Plasmodium pinotti

Scientific classification
- Domain: Eukaryota
- Clade: Sar
- Clade: Alveolata
- Phylum: Apicomplexa
- Class: Aconoidasida
- Order: Haemospororida
- Family: Plasmodiidae
- Genus: Plasmodium
- Species: P. pinotti
- Binomial name: Plasmodium pinotti Muniz and Soares, 1954

= Plasmodium pinotti =

- Authority: Muniz and Soares, 1954

Species of single-celled organism

Plasmodium pinotti is a parasite of the genus Plasmodium subgenus Giovannolaia.
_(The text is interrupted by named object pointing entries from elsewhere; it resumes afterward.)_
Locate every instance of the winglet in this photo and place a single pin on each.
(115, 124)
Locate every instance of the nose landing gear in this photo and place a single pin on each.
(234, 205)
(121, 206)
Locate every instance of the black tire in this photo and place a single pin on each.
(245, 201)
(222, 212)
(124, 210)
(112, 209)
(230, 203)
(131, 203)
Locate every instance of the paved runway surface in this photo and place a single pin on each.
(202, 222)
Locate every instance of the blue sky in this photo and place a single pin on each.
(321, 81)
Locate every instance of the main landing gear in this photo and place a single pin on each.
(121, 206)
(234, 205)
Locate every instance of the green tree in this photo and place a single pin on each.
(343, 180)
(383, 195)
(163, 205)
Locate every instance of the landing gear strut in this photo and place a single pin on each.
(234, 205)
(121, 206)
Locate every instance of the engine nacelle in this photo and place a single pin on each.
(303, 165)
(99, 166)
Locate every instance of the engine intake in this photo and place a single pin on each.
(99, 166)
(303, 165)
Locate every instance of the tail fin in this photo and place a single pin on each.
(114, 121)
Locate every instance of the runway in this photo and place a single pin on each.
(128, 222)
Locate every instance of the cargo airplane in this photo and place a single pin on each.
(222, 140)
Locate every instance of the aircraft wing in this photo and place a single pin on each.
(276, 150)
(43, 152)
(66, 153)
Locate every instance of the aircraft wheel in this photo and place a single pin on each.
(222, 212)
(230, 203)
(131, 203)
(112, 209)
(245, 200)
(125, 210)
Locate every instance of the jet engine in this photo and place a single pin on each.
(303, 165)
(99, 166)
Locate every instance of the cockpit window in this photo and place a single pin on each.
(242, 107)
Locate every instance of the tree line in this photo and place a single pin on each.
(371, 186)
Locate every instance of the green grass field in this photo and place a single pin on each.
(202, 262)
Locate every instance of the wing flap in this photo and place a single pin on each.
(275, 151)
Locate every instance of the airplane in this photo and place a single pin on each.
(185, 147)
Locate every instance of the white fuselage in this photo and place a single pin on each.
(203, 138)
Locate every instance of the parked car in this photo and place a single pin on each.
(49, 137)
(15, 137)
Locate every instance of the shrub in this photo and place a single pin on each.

Like all Plasmodium species P. pinotti has both vertebrate and insect hosts. The vertebrate hosts for this parasite are birds.

== Description ==
The parasite was first described by Muniz and Soares in 1954. It was named after Mario Pinotti.

== Geographical occurrence ==
This species is found in Jamaica.

== Clinical features and host pathology ==
Known hosts of this species include the bananaquit (Coereba flaveola), orangequit (Euneornis campestris), yellow-shouldered grassquit (Loxipasser anoxanthus), large toucan (Ramphastos toco) and black-faced grassquit (Tiaris bicolor).